Are clinical trials failing promising drugs?

By Regina Nuzzo


Since it’s impossible for researchers to send every potential cancer treatment through expensive phase III clinical trials, the gatekeeping job falls to phase II trials. These phase II studies should allow only the most promising treatments to advance to phase III. But recent research suggests that many phase II trials don’t use a clear rationale for deciding which drugs make the cut. In fact, patients and researchers may be investing energy in dead-end treatments that ultimately fail in large clinical testing, while promising therapies are ignored.

In a phase II trial, investigators test whether a small group of patients responds better than expected to a new treatment, explains Andrew Vickers, a statistician at Memorial Sloan-Kettering Cancer Center in New York City and the lead author of the recent study, published in the Feb. 1 Clinical Cancer Research. The crucial issue, he says, is specifying ahead of time exactly what “better than expected” means in hard numbers—a certain survival rate among patients, for instance, or the fraction who experience tumor shrinkage. That number—known to investigators as the null response rate—is the hurdle a treatment’s results will need to clear in order to demonstrate that the therapy is potentially better than available treatment options. “Null rates drive everything in phase II trials,” Vickers says. A bar set low could allow too many ineffective drugs into phase III trials, he explains, while one set high could keep out many promising ones.

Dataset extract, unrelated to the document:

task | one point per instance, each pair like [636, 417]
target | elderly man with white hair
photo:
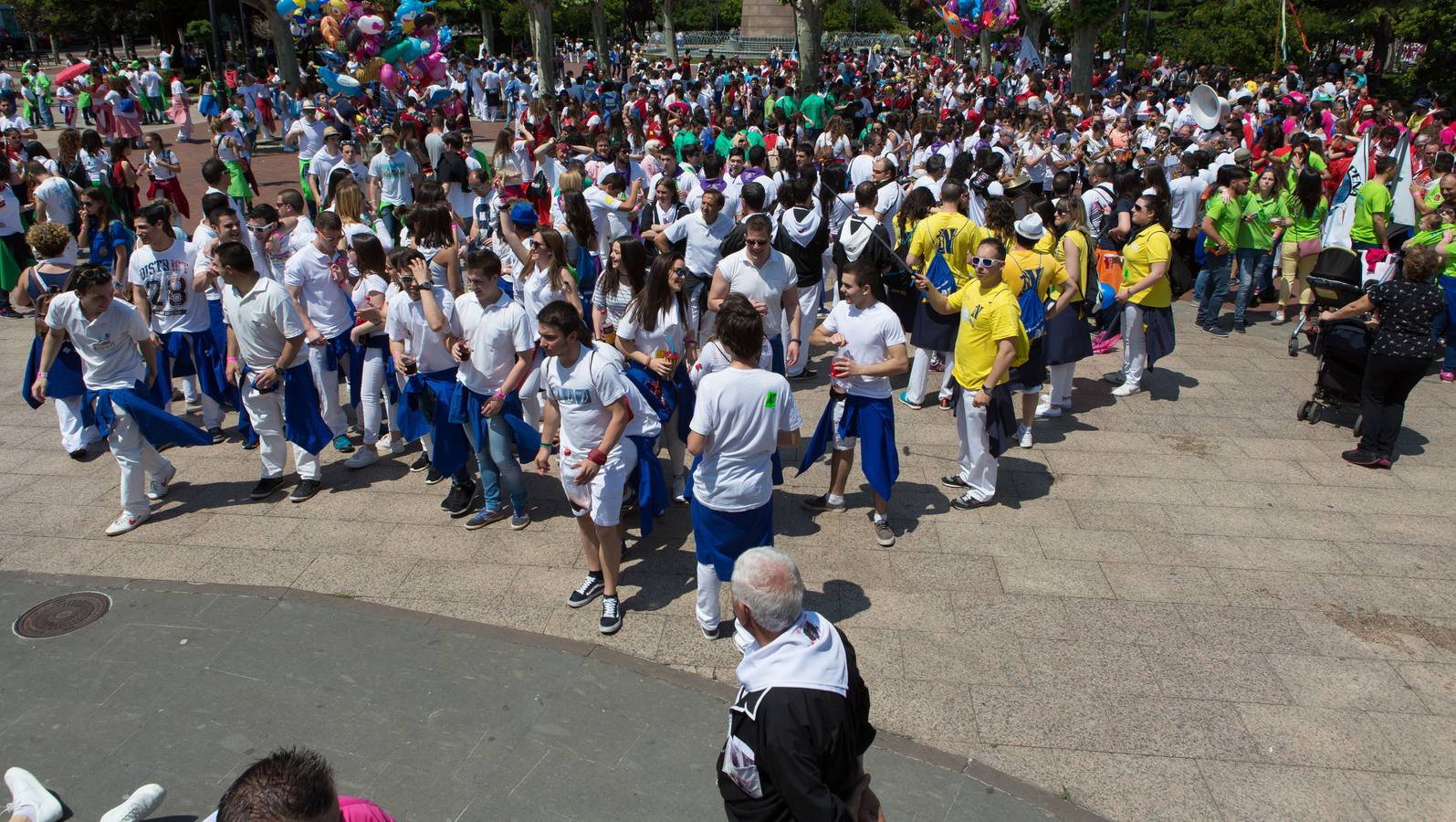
[800, 728]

In the past, investigators could generally use mostly simple methods to set these null rates. But today’s cancer research environment is more sophisticated, Vickers says. One reason is that new molecularly targeted drugs may slow the growth of a tumor rather than shrink it, so measuring tumor shrinkage could be misleading.

To understand how investigators use historical studies to set the bar for new developmental drugs, Vickers and his colleagues looked at 70 phase II trials that required historical data and were published in two leading cancer journals between 2002 and 2005. They found that nearly half of these trials failed to identify the historical study against which the new drug was judged. Only 13 percent gave a clear rationale for the threshold of efficacy they chose, such as making reference to a specific historical response rate. What’s more, investigators of studies that provided no rationale or an unclear rationale were also more likely to declare their new treatments to be worthy of further testing in phase III trials.

Simple changes could greatly improve the design of phase II trials that require historical data, Vickers says. Investigators should explain how an older study helped them set the bar for the new drug’s performance and describe the mix of patients in the historical study. In addition, researchers should also consider using advanced statistical methods to adjust for any differences between that population and the current one. With the widespread adoption of practices such as these, Vickers says, perhaps fewer patients will be exposed to ineffective therapies in phase III trials.

These results and recommendations will likely lead to more critical and rigorous study designs, says oncologist Bruce Chabner, the clinical director of Massachusetts General Hospital Cancer Center in Boston. “It’s a brilliant article,” he says. “The authors are asking for more precision and more documentation in where our estimates come from. Although there are limits to how well we can do that, more attention certainly cannot hurt.”